Desteği almak için kapılarında dolaştıklarını biliyoruz. Bizim söylediğimizi CHP de söylesin. Terörle aranıza mesafe koyun desin. Sayın Kılıçdaroğlu'nun YPG/PYD'nin attığı roketler Türkiye'ye geldiğinde söylediklerini anımsayalım. Bizim için tehdit midir diyor. PKK'ya bir şey demeyen HDP'ye bir şey desinler. Türkiye ağır bedeller ödedi. Sanki bütün bunlar olmamış gibi 'Ben burada terör örgütünün adını kullanmam' demek kabul edilemez. Geçen seçimde de Kandil aynı şeyleri yaptı, bir siyasal aktörmüş gibi. Artık içlerinde saklandıkları kinleri öyle bir noktaya gelmiş ki fırsat bu fırsat diyerek Sayın Kılıçdaroğlu'na destek verelim, Erdoğan'dan kurtulalım diyorlar. Kin ve nefret işin içine girince akıl ortadan kalkar. Meclis'te hep şunu söyledim.
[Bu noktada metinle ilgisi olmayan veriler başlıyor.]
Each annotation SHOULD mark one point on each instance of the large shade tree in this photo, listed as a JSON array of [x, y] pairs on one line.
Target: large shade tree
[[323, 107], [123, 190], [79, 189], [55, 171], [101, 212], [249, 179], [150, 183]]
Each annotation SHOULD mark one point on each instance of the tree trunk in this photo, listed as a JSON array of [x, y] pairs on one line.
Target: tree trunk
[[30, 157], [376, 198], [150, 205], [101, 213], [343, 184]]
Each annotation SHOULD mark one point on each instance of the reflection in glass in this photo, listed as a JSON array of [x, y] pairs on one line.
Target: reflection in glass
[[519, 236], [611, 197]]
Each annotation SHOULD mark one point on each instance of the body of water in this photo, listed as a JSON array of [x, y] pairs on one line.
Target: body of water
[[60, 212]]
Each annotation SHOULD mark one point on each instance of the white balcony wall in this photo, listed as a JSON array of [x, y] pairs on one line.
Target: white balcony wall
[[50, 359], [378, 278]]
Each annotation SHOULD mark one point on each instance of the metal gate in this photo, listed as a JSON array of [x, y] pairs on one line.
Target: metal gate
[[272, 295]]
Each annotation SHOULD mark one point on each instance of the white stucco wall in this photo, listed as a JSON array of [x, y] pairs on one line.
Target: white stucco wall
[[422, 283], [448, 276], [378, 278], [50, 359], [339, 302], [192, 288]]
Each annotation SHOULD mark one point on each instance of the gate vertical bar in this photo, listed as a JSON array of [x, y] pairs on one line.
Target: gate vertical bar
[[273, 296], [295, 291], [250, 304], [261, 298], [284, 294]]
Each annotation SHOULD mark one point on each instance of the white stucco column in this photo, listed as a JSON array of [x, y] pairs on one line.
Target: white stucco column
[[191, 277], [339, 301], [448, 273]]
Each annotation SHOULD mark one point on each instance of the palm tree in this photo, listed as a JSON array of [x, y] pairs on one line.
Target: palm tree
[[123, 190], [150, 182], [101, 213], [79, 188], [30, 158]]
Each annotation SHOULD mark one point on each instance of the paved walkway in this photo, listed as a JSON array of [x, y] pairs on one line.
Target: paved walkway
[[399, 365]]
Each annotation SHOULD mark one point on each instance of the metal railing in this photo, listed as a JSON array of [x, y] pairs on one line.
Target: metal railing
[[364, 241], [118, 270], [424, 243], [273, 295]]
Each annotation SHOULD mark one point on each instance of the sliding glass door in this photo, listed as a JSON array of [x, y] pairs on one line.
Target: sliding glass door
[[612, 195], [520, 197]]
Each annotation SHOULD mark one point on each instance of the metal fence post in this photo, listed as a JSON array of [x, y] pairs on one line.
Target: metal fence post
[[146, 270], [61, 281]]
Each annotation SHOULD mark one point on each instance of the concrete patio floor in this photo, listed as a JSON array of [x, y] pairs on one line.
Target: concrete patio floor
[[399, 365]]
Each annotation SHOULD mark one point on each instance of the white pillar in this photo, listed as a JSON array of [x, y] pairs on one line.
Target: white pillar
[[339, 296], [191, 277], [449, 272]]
HDP'liler de kendilerince haklı. Bu kadar destek verdik, Ankara'yı İstanbul'u aldınız sonra bizi yok sayıyorsunuz. Bir gün bir HDP'li İYİ Parti sıralarına dönüp dedi ki 'Hem bizim oylarımızla seçilip orada oturacaksınız hem de bizi yok sayacaksınız.'
HDP'nin ısrarla PKK'ya YPG'ye terör örgütü dememesi, vatandaşımız tarafından bir infial ile karşılanıyor. Asıl bu işin bedelini ödeyen Kürt halkı değil mi? İnsanlar kendi çocuklarını koruyabilmek için olağanüstü çaba sarf etti. Oradan gitmek isteyenlere izin vermedi terör örgütü hatta canlı kalkan olarak kullanmaya kalktı.
"THE ECONOMIST'İN KAPAĞI"
Türk halkına ayar vermeye kalkıyorlar. Çok iyi hazırlanmış bir psikolojik harekat ürünü. Burada bir Türk Bayrağı var üzeri kırık, zarar verilmiş bir Türk Bayrağı. Demokrasiyi kurtarın, Erdoğan gitmeli yazıyor. Sen kimsin ya? Le Point de Erdoğan'ı Putin'e benzettiği bir kapak yapmış. Ortadoğu jeopolitiğini değiştirecek bir adam yazıyor. Batı menfaatlerini zedeleyecek olduğu için. Siz kimsiniz ya? Lexpress'te Cumhurbaşkanımızın görseli korkunç bir figür haline getirilmiş. Erdoğan kaos riskidir yazılmış. Psikolojik harekat derken boşuna söylemiyorum. Hala kafalarının arkasında bir hilal-haç savaşı var ve Erdoğan onlar için bir hilal. Özellikle vurguladıkları şeyi Ortadoğu jeopolitiğinin değiştirilmesi.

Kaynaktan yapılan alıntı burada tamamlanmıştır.